Scrum Guide 2016 revision
- Processes, standards and quality
The new Scrum Guide is here! It's been three years since the last revision of the Guide - has that time allowed for a complete revamp or only evolutionary changes? Read on to find out.
Previously, Scrum Guide updates responded to the way the Scrum world was doing and what its creators believed it needed to be even more successfully adopted. Take the renaming of „estimate” to „forecast” in the last revision. The purpose of that particular change was to make it crystal clear how teams approach estimation topic during planning. Not to mention fixing numerous dysfunctional interpretations of the word „estimate”.
It’s not really different this time, what happened is an outcome of practitioners’ beliefs. Driven by users’ voice (https://scrumguide.uservoice.com/), the latest change in the Guide is the inclusion of five Scrum Values.
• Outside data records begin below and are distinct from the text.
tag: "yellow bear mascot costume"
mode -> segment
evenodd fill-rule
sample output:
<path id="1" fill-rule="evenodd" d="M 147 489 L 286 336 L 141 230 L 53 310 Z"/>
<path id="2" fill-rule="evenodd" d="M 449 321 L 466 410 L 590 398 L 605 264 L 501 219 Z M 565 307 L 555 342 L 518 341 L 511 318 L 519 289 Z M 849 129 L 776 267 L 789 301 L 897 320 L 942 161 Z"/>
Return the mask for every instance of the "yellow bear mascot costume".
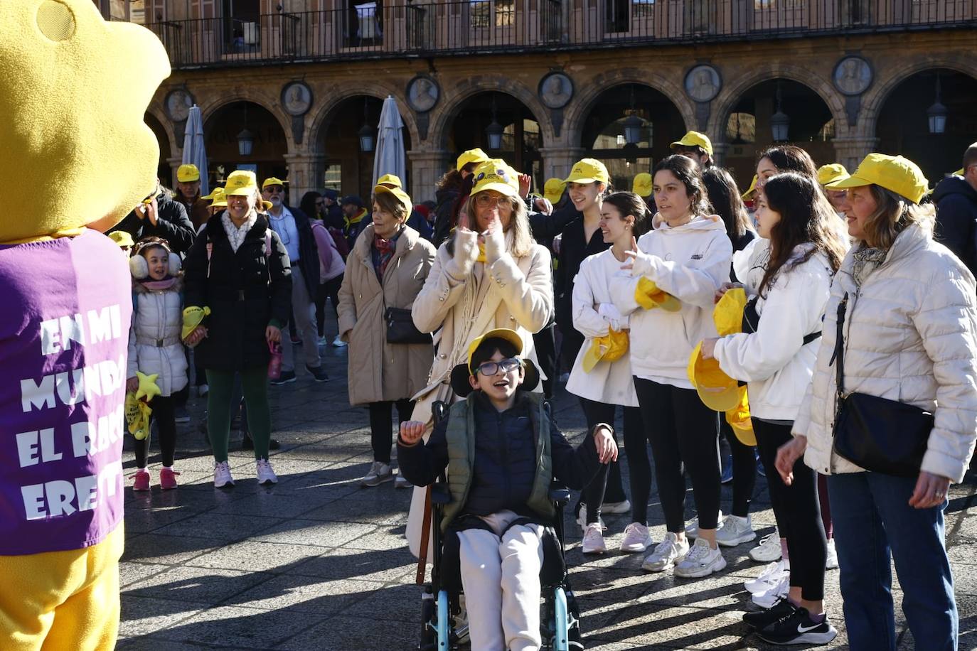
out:
<path id="1" fill-rule="evenodd" d="M 110 649 L 132 298 L 99 231 L 156 185 L 169 63 L 92 0 L 2 5 L 0 648 Z"/>

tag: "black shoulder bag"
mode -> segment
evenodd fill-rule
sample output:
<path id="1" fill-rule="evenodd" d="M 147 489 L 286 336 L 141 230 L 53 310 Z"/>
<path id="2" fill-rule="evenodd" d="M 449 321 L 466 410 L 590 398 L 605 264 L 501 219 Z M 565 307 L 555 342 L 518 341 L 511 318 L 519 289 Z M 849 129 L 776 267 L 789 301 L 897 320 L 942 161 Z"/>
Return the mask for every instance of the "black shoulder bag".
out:
<path id="1" fill-rule="evenodd" d="M 847 305 L 845 294 L 838 304 L 837 339 L 831 356 L 831 362 L 837 363 L 834 451 L 867 470 L 915 477 L 933 430 L 933 415 L 898 400 L 845 393 L 843 326 Z"/>

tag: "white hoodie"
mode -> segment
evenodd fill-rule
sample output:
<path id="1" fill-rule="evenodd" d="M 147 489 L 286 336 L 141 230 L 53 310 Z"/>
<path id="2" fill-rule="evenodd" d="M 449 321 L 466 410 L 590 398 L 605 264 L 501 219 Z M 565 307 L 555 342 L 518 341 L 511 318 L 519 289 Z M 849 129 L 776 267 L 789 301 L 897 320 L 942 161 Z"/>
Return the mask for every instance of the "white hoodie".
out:
<path id="1" fill-rule="evenodd" d="M 686 369 L 696 345 L 716 336 L 712 322 L 716 290 L 730 278 L 733 245 L 716 216 L 680 226 L 662 223 L 638 240 L 642 252 L 628 273 L 611 279 L 611 300 L 630 315 L 631 371 L 638 378 L 692 388 Z M 658 289 L 681 301 L 678 311 L 644 309 L 634 300 L 638 279 L 646 276 Z"/>

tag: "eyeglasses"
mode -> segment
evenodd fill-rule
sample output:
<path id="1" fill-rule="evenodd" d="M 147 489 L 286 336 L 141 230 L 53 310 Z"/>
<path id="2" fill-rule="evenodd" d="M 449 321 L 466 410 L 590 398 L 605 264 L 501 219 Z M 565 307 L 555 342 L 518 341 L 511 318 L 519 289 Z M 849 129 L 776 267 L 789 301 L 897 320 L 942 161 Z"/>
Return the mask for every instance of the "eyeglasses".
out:
<path id="1" fill-rule="evenodd" d="M 491 196 L 489 194 L 480 194 L 475 197 L 475 205 L 479 208 L 495 208 L 499 210 L 512 210 L 512 202 L 509 197 Z"/>
<path id="2" fill-rule="evenodd" d="M 475 372 L 481 373 L 484 376 L 490 376 L 498 373 L 499 369 L 502 369 L 503 373 L 508 373 L 510 371 L 515 371 L 522 365 L 523 362 L 521 362 L 518 357 L 509 357 L 497 362 L 482 362 L 475 369 Z"/>

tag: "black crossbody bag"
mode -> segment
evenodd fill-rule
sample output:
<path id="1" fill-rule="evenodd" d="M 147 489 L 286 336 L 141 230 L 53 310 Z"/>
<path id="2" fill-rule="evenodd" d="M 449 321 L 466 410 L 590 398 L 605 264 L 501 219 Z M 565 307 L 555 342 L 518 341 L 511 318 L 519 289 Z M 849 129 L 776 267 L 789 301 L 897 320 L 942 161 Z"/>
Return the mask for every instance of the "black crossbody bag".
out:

As fundamental to Scrum as they are, the Values weren’t a part of the Guide so far, and I bet they were often omitted by practitioners. Apart from the votes, you might ask, are the Values that important to be included in this revision?
Values are nearly always a cornerstone of each framework or method. They are a building block which is often neglected and merely skimmed through as we read books. After all, we yearn for practices, principles and lessons we can easily employ in our everyday work. The reality is, however, as good a starting point they are, in the long term we can only implement practices and principles through values and mindfully adopt them to changing reality.
Scrum Values (Commitment, Focus, Openness, Respect, Courage) define the ethos of Scrum and are often used to teach and coach Scrum Teams in becoming successful with Agile. They are essential to understanding and mastering Scrum and making it work for the whole Team and the organization. Fortunately, numerous papers, articles and books are available on the subject of Scrum Values and there’s little point reiterating their meaning 🙂
However, it is crucial to understand they are complementary to each other and rarely can one of the Values be embodied by the Scrum Team without the others. Take these pairs for example:
- Commitment and Focus – Scrum Team can personally commit to its goals thanks to the fact it only has to focus on a limited scope and horizon of a single sprint. Commitment to achieving a 1-year goal is hard. When you focus, suddenly commitment is possible and doing your best is the only natural option.
- Openness and Courage – Simply put, it takes a lot of courage to be open and transparent about challenges, your inabilities, shortcomings and real options.
- Commitment and Courage – As Scrum Team commits to achieving a challenging goal, it is aware of the consequences of a possible failure and of all the downsides it could lead to. Courageous Teams take risks to yield better results through commitment.
- Respect and Openness – Respecting others as they are and their true capabilities while they are open about them. This builds mutual trust and creates strong bonds in the Scrum Team.
This list could go on. The important lesson Ken and Jeff are probably trying to give us now is that Scrum Values must be on the forefront of Scrum implementation. Therefore, I believe their inclusion in the Guide is a fundamentally good choice. The least it will do, is to encourage discussion as Scrum newcomers read through the guide for the first time. There still might be a long way to go from there but putting a spotlight on virtuous values cannot harm.
PS What more changes could come in the future? Listening to Ken and Jeff during their webinar on new Scrum Guide, we can safely assume what won’t come 🙂 A question was raised whether they plan to include elements supporting “scaled Scrum”. Their response reassured that they’ve been scaling Scrum for 20 years now and do not believe that Scrum Guide, as an essential guide, needs any development in that direction. Just ensure that before scaling, you’ve mastered the essentials.